While some of the most popular players in the league have left, the door is now open to promote players from within or go and buy more players from abroad.

Look at the talent that has now been sold recently.

Miguel Almiron to Newcastle
Luciano Acosta reportedly to Paris St. Germain
Sebastian Giovinco to Al-Hilal
Tyler Adams to RB Leipzig
Alphonso Davies to Bayern Munich
Yoshi Yotun to Cruz Azul
Alejandro Silva to Club Olimpia
Zack Steffen to Manchester City

And to top this off, Adams and Davies are already off to fast starts in the Bundesliga and Jack Harrison is helping Leeds United in a season where it looks highly likely it will earn promotion to the Premier League. Following his loan to NYCFC, Yangel Herrera has walked into the starting lineup at Huesca in La Liga – which futher adds evidence that success in MLS can quickly translate to success in the top European leagues.

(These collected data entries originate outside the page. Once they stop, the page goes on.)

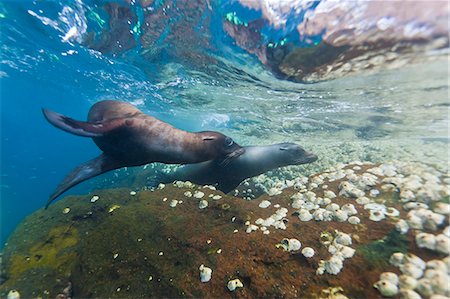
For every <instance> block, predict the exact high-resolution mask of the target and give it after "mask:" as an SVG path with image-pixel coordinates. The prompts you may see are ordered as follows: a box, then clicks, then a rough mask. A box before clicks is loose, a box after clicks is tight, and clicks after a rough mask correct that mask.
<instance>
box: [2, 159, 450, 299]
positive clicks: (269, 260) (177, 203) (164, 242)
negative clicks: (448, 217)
mask: <svg viewBox="0 0 450 299" xmlns="http://www.w3.org/2000/svg"><path fill="white" fill-rule="evenodd" d="M414 167H416V168H414ZM414 167H412V166H411V167H409V166H407V165H397V166H396V165H391V164H382V165H373V164H368V163H367V164H366V163H357V164H350V165H340V166H338V167H336V168H334V169H330V170H329V171H327V172H323V173H320V174H316V175H313V176H311V177H309V178H308V179H307V180H305V179H302V180H300V181H299V182H297V184H293V185H292V186H289V187H287V188H284V189H282V190H280V192H279V193H278V192H277V193H276V194H273V195H272V196H269V195H268V194H263V195H261V196H260V197H259V198H257V199H255V200H244V199H242V198H239V197H234V196H230V195H225V194H223V193H222V192H220V191H218V190H214V188H213V187H211V186H196V185H194V184H191V183H181V182H177V183H175V184H167V185H165V186H164V187H160V188H156V189H155V190H153V191H151V190H143V191H138V192H135V191H133V190H130V189H111V190H99V191H96V192H94V193H92V194H88V195H82V196H67V197H65V198H63V199H62V200H60V201H58V202H56V203H55V204H54V205H52V206H50V207H49V209H48V210H43V209H40V210H38V211H36V212H35V213H33V214H32V215H30V216H28V217H27V218H26V219H25V220H24V221H23V222H22V223H21V224H20V225H19V226H18V227H17V229H16V230H15V232H14V233H13V234H12V235H11V237H10V238H9V240H8V242H7V244H6V245H5V248H4V250H3V252H2V280H3V282H2V284H1V285H0V296H1V297H6V296H7V294H8V293H9V292H10V291H11V290H17V291H18V292H19V293H20V295H21V297H22V298H29V297H41V298H55V297H58V298H69V297H72V298H91V297H102V298H106V297H108V298H149V297H155V298H174V297H177V298H179V297H197V298H199V297H202V298H227V297H239V298H256V297H258V298H261V297H270V298H275V297H277V298H278V297H284V298H304V297H308V298H332V297H333V296H334V298H336V297H337V296H347V297H350V298H361V297H364V298H368V297H370V298H373V297H379V296H381V295H380V293H381V294H383V295H385V296H386V294H388V295H392V296H395V295H397V294H399V292H400V293H401V292H403V293H405V294H406V293H408V294H410V293H411V292H418V293H421V292H424V291H423V290H422V289H420V288H419V289H416V290H413V289H411V288H410V289H408V290H406V289H401V286H398V285H396V284H395V283H394V285H393V286H391V284H392V282H391V281H387V279H390V278H391V277H394V278H395V276H394V275H392V274H389V275H386V274H383V273H385V272H392V273H394V274H396V275H398V276H401V275H402V271H403V272H405V271H406V270H405V269H406V268H408V269H409V268H411V266H406V264H407V263H406V262H404V263H406V264H399V263H396V264H395V265H393V264H390V259H391V260H392V258H391V256H398V255H399V253H401V254H404V255H405V256H408V257H409V259H410V260H411V259H412V258H411V257H414V256H416V257H417V258H419V259H420V260H422V261H423V262H424V263H426V265H428V264H430V267H434V266H433V265H441V266H442V265H443V266H442V267H444V268H445V267H446V271H447V272H445V270H444V271H441V272H444V273H445V274H443V273H441V274H439V275H440V276H439V278H440V279H441V281H444V282H445V279H448V269H449V268H450V265H449V258H448V252H446V251H445V246H444V247H443V246H441V247H440V249H439V250H435V249H436V246H435V247H430V246H423V245H422V243H417V238H418V237H417V236H422V235H423V234H424V233H427V234H433V235H436V236H441V237H439V238H440V239H443V238H444V239H445V238H447V239H448V237H449V236H448V231H449V228H448V225H449V223H448V190H447V189H446V188H445V187H444V186H445V185H446V184H445V182H447V181H448V178H447V177H444V176H445V175H441V174H439V173H438V172H433V170H432V169H430V168H429V167H428V166H427V167H428V168H420V167H418V166H414ZM428 170H429V171H428ZM409 178H410V179H409ZM374 190H376V191H374ZM408 191H409V192H408ZM192 194H197V195H198V196H192ZM189 195H191V196H189ZM200 195H202V196H200ZM413 196H415V198H414V197H413ZM175 201H176V204H173V202H175ZM204 201H206V202H207V204H205V203H204ZM414 202H415V203H416V204H414ZM199 203H202V204H201V205H200V207H199ZM412 203H413V204H412ZM419 203H420V204H419ZM445 205H447V206H445ZM411 209H412V211H415V212H414V213H412V212H411ZM426 211H428V212H426ZM308 215H310V216H311V217H306V216H308ZM377 215H378V216H380V215H382V216H383V217H378V216H377ZM421 215H424V219H422V220H423V221H422V222H423V223H422V222H420V221H421V219H420V217H421ZM430 215H431V216H430ZM437 215H446V216H445V217H439V216H437ZM375 216H377V217H375ZM414 217H415V218H414ZM356 218H357V220H359V221H355V219H356ZM416 218H419V220H417V219H416ZM425 218H426V219H425ZM433 221H434V222H433ZM403 222H405V223H406V224H405V223H403ZM420 223H422V226H421V227H420V226H419V224H420ZM405 225H406V226H408V229H405ZM412 225H416V226H415V227H412ZM427 236H428V235H427ZM436 238H437V237H436ZM440 239H439V240H440ZM447 239H445V240H444V242H446V240H447ZM444 245H445V244H444ZM306 248H308V249H307V250H306V251H305V252H308V254H305V253H303V254H302V252H303V251H302V250H303V249H306ZM414 259H415V258H414ZM391 263H392V261H391ZM426 267H427V266H426ZM442 267H441V268H442ZM424 269H425V268H424ZM424 269H422V271H423V270H424ZM427 269H428V268H427ZM433 270H436V269H433ZM441 270H442V269H441ZM205 271H206V272H205ZM436 271H438V270H436ZM425 272H426V271H425ZM355 273H361V275H355ZM430 273H431V272H428V274H427V275H431V274H433V273H434V272H433V273H431V274H430ZM403 274H404V273H403ZM424 275H425V274H424ZM436 275H437V274H436ZM414 279H417V280H418V281H420V279H429V278H427V277H425V278H421V277H417V278H414ZM394 280H395V279H394ZM400 281H402V280H400ZM447 281H448V280H447ZM386 284H387V285H388V286H391V288H390V289H389V290H385V287H384V285H386ZM397 284H398V282H397ZM372 285H373V286H375V287H372ZM369 286H370V287H369ZM425 291H426V292H428V295H427V296H426V297H428V296H429V295H430V293H429V292H432V293H433V292H434V293H436V294H439V292H440V293H443V294H442V295H447V296H448V292H449V290H448V288H445V287H444V288H443V289H442V288H441V289H439V288H438V287H436V291H434V290H433V289H431V290H430V289H427V290H425Z"/></svg>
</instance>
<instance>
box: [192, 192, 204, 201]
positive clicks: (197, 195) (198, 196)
mask: <svg viewBox="0 0 450 299" xmlns="http://www.w3.org/2000/svg"><path fill="white" fill-rule="evenodd" d="M193 196H194V197H195V198H198V199H200V198H203V196H205V193H203V192H202V191H198V190H197V191H195V192H194V195H193Z"/></svg>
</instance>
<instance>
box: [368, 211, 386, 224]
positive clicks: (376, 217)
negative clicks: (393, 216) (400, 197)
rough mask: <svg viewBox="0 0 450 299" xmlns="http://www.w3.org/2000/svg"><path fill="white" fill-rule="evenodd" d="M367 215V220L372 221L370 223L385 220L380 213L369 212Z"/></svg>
mask: <svg viewBox="0 0 450 299" xmlns="http://www.w3.org/2000/svg"><path fill="white" fill-rule="evenodd" d="M369 213H370V216H369V219H370V220H372V221H376V222H378V221H381V220H383V219H384V218H385V217H384V213H383V212H381V211H377V210H370V211H369Z"/></svg>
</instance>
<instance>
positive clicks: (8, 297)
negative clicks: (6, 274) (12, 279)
mask: <svg viewBox="0 0 450 299" xmlns="http://www.w3.org/2000/svg"><path fill="white" fill-rule="evenodd" d="M6 299H20V293H19V292H18V291H17V290H11V291H9V292H8V295H7V296H6Z"/></svg>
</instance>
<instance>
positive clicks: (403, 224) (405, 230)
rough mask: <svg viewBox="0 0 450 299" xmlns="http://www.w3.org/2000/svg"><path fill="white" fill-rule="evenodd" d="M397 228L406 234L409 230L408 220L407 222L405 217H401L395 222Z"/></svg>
mask: <svg viewBox="0 0 450 299" xmlns="http://www.w3.org/2000/svg"><path fill="white" fill-rule="evenodd" d="M395 229H396V230H397V231H398V232H399V233H401V234H406V233H407V232H408V231H409V225H408V222H406V221H405V220H404V219H400V220H399V221H397V223H396V224H395Z"/></svg>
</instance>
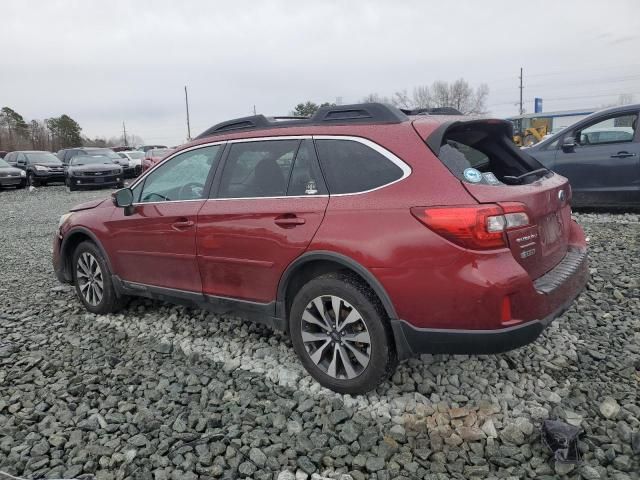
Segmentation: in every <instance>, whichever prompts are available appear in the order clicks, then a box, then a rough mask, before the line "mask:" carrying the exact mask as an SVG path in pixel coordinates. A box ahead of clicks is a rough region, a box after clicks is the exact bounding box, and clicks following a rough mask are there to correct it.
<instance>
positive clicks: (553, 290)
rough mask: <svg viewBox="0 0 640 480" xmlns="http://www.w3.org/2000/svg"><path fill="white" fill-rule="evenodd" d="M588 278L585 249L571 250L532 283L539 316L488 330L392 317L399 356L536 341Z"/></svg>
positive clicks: (491, 353)
mask: <svg viewBox="0 0 640 480" xmlns="http://www.w3.org/2000/svg"><path fill="white" fill-rule="evenodd" d="M588 279H589V268H588V261H587V253H586V249H571V250H569V251H568V253H567V255H566V256H565V259H564V260H563V261H562V262H560V263H559V264H558V265H557V266H556V267H555V268H554V269H553V270H551V271H550V272H549V273H547V274H546V275H544V276H543V277H541V278H540V279H538V280H537V281H536V282H534V286H535V288H536V292H537V295H538V296H539V297H540V298H539V300H540V301H539V310H538V311H539V312H543V315H541V316H540V318H537V319H533V320H528V321H523V322H520V323H517V324H515V325H512V326H508V327H504V328H496V329H489V330H482V329H477V330H476V329H442V328H420V327H416V326H413V325H411V324H410V323H408V322H406V321H404V320H392V321H391V327H392V330H393V333H394V337H395V341H396V348H397V350H398V356H399V357H400V358H408V357H411V356H413V355H418V354H421V353H434V354H435V353H449V354H494V353H502V352H506V351H509V350H513V349H515V348H519V347H522V346H524V345H527V344H529V343H531V342H533V341H535V340H536V339H537V338H538V336H539V335H540V334H541V333H542V331H543V330H544V329H545V328H546V327H547V326H548V325H549V324H550V323H551V322H552V321H553V320H554V319H556V318H557V317H559V316H560V315H562V314H563V313H564V312H565V311H566V310H567V309H568V308H569V307H570V306H571V304H572V303H573V301H574V300H575V299H576V297H577V296H578V295H579V294H580V293H581V292H582V290H583V289H584V287H585V285H586V284H587V281H588Z"/></svg>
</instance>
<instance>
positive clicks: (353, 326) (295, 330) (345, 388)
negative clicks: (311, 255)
mask: <svg viewBox="0 0 640 480" xmlns="http://www.w3.org/2000/svg"><path fill="white" fill-rule="evenodd" d="M289 328H290V333H291V341H292V343H293V347H294V349H295V351H296V353H297V354H298V357H299V358H300V360H301V362H302V364H303V365H304V367H305V368H306V369H307V371H308V372H309V374H310V375H311V376H312V377H313V378H314V379H316V380H317V381H318V383H320V384H321V385H322V386H324V387H327V388H329V389H331V390H333V391H335V392H339V393H349V394H362V393H366V392H368V391H370V390H372V389H374V388H376V387H377V386H378V385H379V384H380V383H381V382H383V381H384V380H386V379H387V378H389V376H390V375H391V374H392V373H393V371H394V370H395V366H396V364H397V360H396V354H395V350H394V347H393V342H392V336H391V332H390V329H389V326H388V322H387V320H386V315H385V312H384V309H383V308H382V305H381V304H380V301H379V300H378V298H377V297H376V296H375V294H374V293H373V292H372V291H371V289H370V288H369V287H368V286H367V285H365V284H364V283H363V282H362V281H361V280H360V279H359V278H357V277H355V276H352V275H348V274H338V273H330V274H327V275H323V276H321V277H317V278H315V279H313V280H311V281H310V282H309V283H307V284H306V285H305V286H303V287H302V289H301V290H300V291H299V292H298V294H297V295H296V297H295V299H294V301H293V304H292V306H291V313H290V316H289Z"/></svg>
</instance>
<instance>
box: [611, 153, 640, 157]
mask: <svg viewBox="0 0 640 480" xmlns="http://www.w3.org/2000/svg"><path fill="white" fill-rule="evenodd" d="M635 156H636V154H635V153H629V152H618V153H616V154H615V155H611V158H627V157H635Z"/></svg>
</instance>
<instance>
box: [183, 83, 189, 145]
mask: <svg viewBox="0 0 640 480" xmlns="http://www.w3.org/2000/svg"><path fill="white" fill-rule="evenodd" d="M184 103H185V105H186V106H187V141H191V124H190V123H189V96H188V94H187V86H186V85H185V86H184Z"/></svg>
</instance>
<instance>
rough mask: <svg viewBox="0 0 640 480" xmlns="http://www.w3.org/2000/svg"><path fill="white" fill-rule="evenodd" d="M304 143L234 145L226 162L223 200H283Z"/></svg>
mask: <svg viewBox="0 0 640 480" xmlns="http://www.w3.org/2000/svg"><path fill="white" fill-rule="evenodd" d="M299 145H300V140H267V141H258V142H246V143H234V144H233V145H232V146H231V149H230V151H229V155H228V156H227V160H226V161H225V165H224V170H223V171H222V178H221V180H220V190H219V193H218V197H219V198H259V197H281V196H284V195H286V193H287V184H288V182H289V177H290V174H291V168H292V166H293V159H294V157H295V155H296V152H297V151H298V146H299Z"/></svg>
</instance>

For most of the players who left the league, their value has increased significantly as a result of their time playing for MLS teams. And that opens up huge doors of potential revenue for MLS teams.

But with selling, comes the next step of the cycle. Many MLS teams will have to buy carefully or promote players from within. Can Cristian Casseres replace Tyler Adams in the Red Bull’s midfield. Can Keaton Parks replace Herrera? How will the youth products at FC Dallas do? Will the expensive import of Pity Martinez rise to the level of Almiron?

There is no doubt that the agents for top South American talent have taken notice and attracting talent from South America shouldn’t be hard with tangible evidence that the league can be a valuable career stepping stone and a showcase league.

And while the league should continue to import from talent-rich South America, promoting from within should also be a major goal. The recent transfers of Davies and Adams were massively important because both were locally developed players and are now on Bundesliga teams.

This will be key as MLS will aim to stop top prospects from leaving its academies for free and instead provide them within a pathway to the top leagues in the world that includes a few first team seasons in MLS. Adams and Davies have shown that pathway is very possible but it will require other teams to find ways to not just play their young players, but also teach them how to be successful at the first-team level.

Everything that has happened in recent months has been great for MLS and its teams. But it is only the start of a cycle that shouldn’t stop. And it’s a cycle that really can grow the league faster than any previous steps of buying veteran players at the tail end of their careers.

So which players will be next to fill the void? Who will be bought? Who will be promoted? Will their value increase? These are exciting times.